Una renovada agenda Europea socialdemócrata

En estos tiempos, el pesimismo y el miedo se han extendido por toda Europa y a su sombra brotan con cada vez más frecuencia los movimientos populistas antisistema y los neo-nacionalistas de tintes xenófobos. Los partidos de derecha han sido capaces de moverse rápido y ocupar el centro del espacio político, combinando su crítica tradicional al multiculturalismo y la inmigración, con un mensaje económico tan efectivo como maniqueo; solo hay una salida a la crisis, que pasa por el ajuste y la austeridad para las clases medias, y las reformas siempre en la misma dirección: más mercado, menos regulación. A los temerosos ciudadanos se les calma con soluciones técnicas, diseñadas por expertos tecnócratas que son supuestamente los únicos con capacidad y credibilidad para estabilizar a los mercados financieros. Si la simplicidad del slogan conservador les es tremendamente beneficiosa en tiempos de turbulencias, no es menos cierto que la imagen de incompetencia económica, sea o no real, ha sido devastadora para la socialdemocracia.

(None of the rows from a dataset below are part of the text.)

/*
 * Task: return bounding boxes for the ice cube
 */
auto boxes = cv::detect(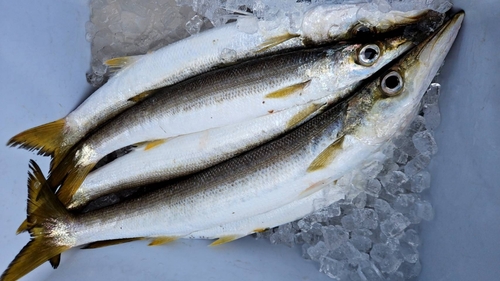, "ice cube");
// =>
[349,235,372,253]
[319,257,349,280]
[412,131,438,155]
[307,241,329,261]
[374,199,394,220]
[380,213,410,237]
[370,243,403,273]
[411,170,431,193]
[415,200,434,221]
[404,154,431,176]
[400,261,422,279]
[365,179,382,197]
[379,171,408,195]
[399,238,418,263]
[423,104,441,131]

En este contexto, el dilema para los socialdemócratas es tan claro, como difícil: más Europa, sin duda, pero ¿qué tipo de Europa?. Las últimas decisiones tomadas en diciembre han embarcado a la zona euro en una dirección difícilmente digerible para los socialdemócratas. Los gobiernos y las instituciones europeas se encuentran controladas por los conservadores. A ello se une la enorme heterogeneidad de la Unión, que aumenta con cada ronda de ampliaciones, donde el significado de la pertenencia a Europa es muy diferente para un polaco, que para un español o un danés. Pero las cosas pueden cambiar en poco tiempo. En Francia los sondeos dan la ventaja al PSF para las presidenciales de 2012. En Alemania, cada vez más voces muestran su descontento por el rumbo europeo tomado por Merkel. Recientemente, el memorable discurso del excanciller Helmut Smith en el congreso del SPD, nos recuerda que existe otra sociedad alemana muy alejada de los planteamientos intransigentes de su gobierno. Con una dirección renovada los socialdemócratas alemanes podrían recuperar el poder en 2013.  O sea, en dos años, el dúo que dirige Europa podría perder las elecciones, ofreciendo a la socialdemocracia una nueva, quizás la última oportunidad para recuperar el poder y restablecer un nuevo rumbo para la UE. Pero hay que aprender de los errores pasados.

La historia reciente nos muestra que cuando los socialistas se han limitado simplemente a gestionar la economía, a pelear por mejoras marginales del reparto de las riquezas capitalistas, abandonando sus verdadero leiv motiv; la transformación social para el progreso y la justicia social, ha sido duramente castigada por los electores. Por lo tanto, para que el socialismo democrático vuelva a ser la fuerza que encarna los valores de progreso económico y social en el viejo continente, será necesario formular una renovada propuesta de construcción europea que conlleve una profundización radical de los mecanismos democráticos comunitarios, y restablezca el pacto solidario entre países, entre ciudadanos y entre generaciones, acompañado de un programa coherente y convincente de salida de la crisis diferente a la dominante en el que la política reine sobre los poderes financieros; y ambos pilares anclados en una visión decididamente optimista del futuro, que se anteponga a la ideología del miedo imperante.

En definitiva, la vía más efectiva para recuperar la confianza de los ciudadanos, en realidad la única vía posible para al socialismo democrático, pasa pues por una agenda común y un mensaje unívoco que dirigido por el Partido Socialista Europeo resuene potente desde Lisboa hasta Helsinki.